Friday, June 14, 2019

The existential ambivalence that haunts immigrants

I have often wondered, in this blog too, on what home means in such a modern world where moving around is not unheard of.  Though we relocate and make our lives in completely alien settings, we more often than not forget that this is a new practice in human history.  Through her first forty-plus years, my father's mother barely got around to even forty miles away from her birth place.  Forty miles!  And her parents knew a world that was even smaller.  And here I am ten thousand miles away from all those settings.

The two book reviews that I did recently completed were also about the lives of people making a home for themselves in places far away from the Subcontinent.  One book was about home here in the US, and the other was about the Caribbean.

Life is not always easy when we are far, far away from our original homes.  There are moments, yes, when it hits me hard that I am an immigrant. The reminders coming through remembrances of things past, of places and people and foods and music and everything else.  As the author of this essay notes:
Still, no matter how settled, a queasy unsettledness, an existential ambivalence, haunts the immigrant.
An existential ambivalence.  How wonderfully she has articulated that emotion. Damn these writers who can write so well!

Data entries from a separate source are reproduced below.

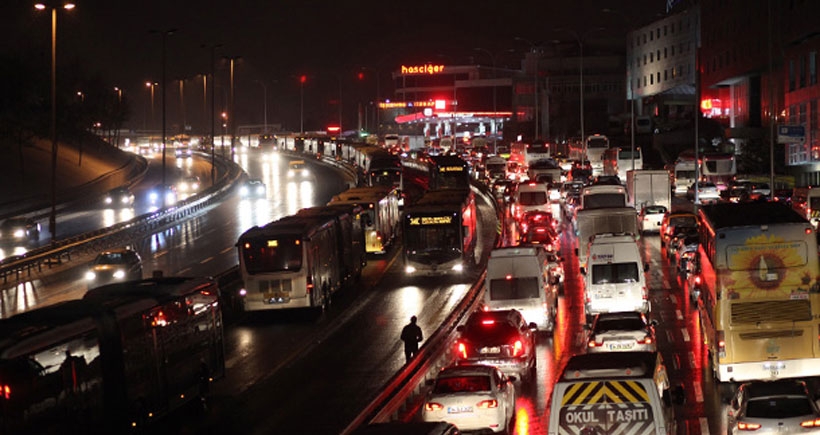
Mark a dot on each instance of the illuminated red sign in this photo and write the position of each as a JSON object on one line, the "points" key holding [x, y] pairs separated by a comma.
{"points": [[422, 69]]}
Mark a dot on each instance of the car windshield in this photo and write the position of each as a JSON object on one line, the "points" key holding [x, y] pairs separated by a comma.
{"points": [[462, 384], [779, 407]]}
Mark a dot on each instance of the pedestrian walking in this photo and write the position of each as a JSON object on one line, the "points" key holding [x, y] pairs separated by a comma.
{"points": [[411, 336]]}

The author is no novelist. She, Ruth Behar, is an academic. An anthropology professor at the University of Michigan.  A daughter of Cuban immigrants, Behar writes:
I have surprised myself by ending up becoming more of a rooted creature than I ever imagined I’d be. I have held on to the same job, the same house, the same address, the same husband (I, who never expected to marry). I gave my son, my only child, who is now the age I was when I thought I was never going to settle down, the gift of an immense stability – firm and steady ground on which to stand.
But when I travel and a stranger asks if I’m from Michigan, I immediately reply: ‘I live there, but I’m not from there.’ I feel compelled to tell everyone about my immigrant past: ‘I was born in Cuba, my ancestors were Jews who spoke Yiddish and Judeo-Espanyol, and I grew up in New York. I live in Michigan because it’s where I work.’
I suppose I fear that people might get a mistaken impression of me if they think I am from Michigan. It’s a desire to tell the truth of who I am, to assert I am a person of many diasporas, I come from somewhere else, I don’t have a firm allegiance to any single place. I am passing through, grateful for a place to rest my wings.
This existential ambivalence might not understandable at all to those who have not moved around a whole lot.  But, it is real.  It is an everyday struggle even if one has merely moved from "home" in one part of the country to another.

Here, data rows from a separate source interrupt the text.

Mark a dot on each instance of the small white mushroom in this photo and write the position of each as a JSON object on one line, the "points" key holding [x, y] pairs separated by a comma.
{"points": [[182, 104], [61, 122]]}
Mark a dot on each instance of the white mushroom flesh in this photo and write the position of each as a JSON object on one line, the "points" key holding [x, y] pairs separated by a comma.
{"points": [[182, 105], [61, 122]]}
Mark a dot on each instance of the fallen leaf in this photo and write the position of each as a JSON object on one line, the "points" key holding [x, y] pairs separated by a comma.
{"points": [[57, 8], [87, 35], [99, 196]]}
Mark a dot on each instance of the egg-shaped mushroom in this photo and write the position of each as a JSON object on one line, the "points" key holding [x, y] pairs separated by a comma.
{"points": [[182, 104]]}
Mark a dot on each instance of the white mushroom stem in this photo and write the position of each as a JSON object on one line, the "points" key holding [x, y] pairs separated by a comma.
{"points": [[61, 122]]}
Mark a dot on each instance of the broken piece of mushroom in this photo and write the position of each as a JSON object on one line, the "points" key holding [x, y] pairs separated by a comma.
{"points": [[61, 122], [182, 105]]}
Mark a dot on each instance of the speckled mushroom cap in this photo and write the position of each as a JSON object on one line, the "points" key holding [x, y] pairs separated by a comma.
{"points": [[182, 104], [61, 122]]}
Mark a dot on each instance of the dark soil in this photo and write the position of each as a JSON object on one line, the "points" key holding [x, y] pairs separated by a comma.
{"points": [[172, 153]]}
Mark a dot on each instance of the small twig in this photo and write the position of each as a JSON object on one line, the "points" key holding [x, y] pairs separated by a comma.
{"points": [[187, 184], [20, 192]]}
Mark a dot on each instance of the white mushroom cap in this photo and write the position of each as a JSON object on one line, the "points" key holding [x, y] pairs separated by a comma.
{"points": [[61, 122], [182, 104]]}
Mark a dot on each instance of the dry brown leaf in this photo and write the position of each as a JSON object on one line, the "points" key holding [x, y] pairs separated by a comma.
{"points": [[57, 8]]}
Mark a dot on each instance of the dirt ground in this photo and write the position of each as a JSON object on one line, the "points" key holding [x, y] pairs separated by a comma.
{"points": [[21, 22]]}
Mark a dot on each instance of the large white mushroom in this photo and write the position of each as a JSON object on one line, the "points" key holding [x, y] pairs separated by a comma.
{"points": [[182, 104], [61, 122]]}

When I lived in California, an acquaintance missed her home so much that she quit her job and returned home to Chicago.  She missed the "home" that Chicago was, even though it was merely a couple of hours of flight away.

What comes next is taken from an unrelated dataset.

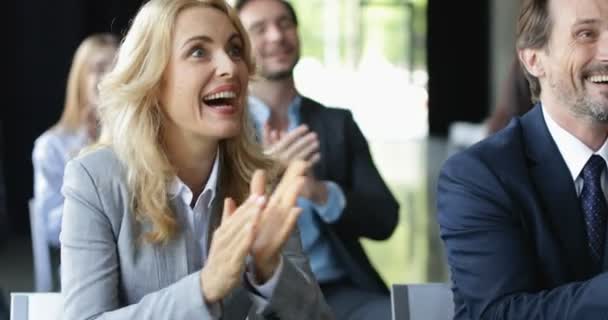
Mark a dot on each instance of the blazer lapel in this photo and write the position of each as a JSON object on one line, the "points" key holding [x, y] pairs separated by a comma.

The existential ambivalence can haunt one in other ways too, like with the "descendants of enslaved people in the Americas."  The author of that essay writes about her sense of belonging after taking "a heritage-focused trip" to Nigeria and Ghana.
There are many ways to nurture a healthy cultural identity, but a journey “home” — to a place that makes you feel that you truly belong — is an especially effective one. 
We are people of many diasporas struggling in our ways to deal with the existential ambivalence.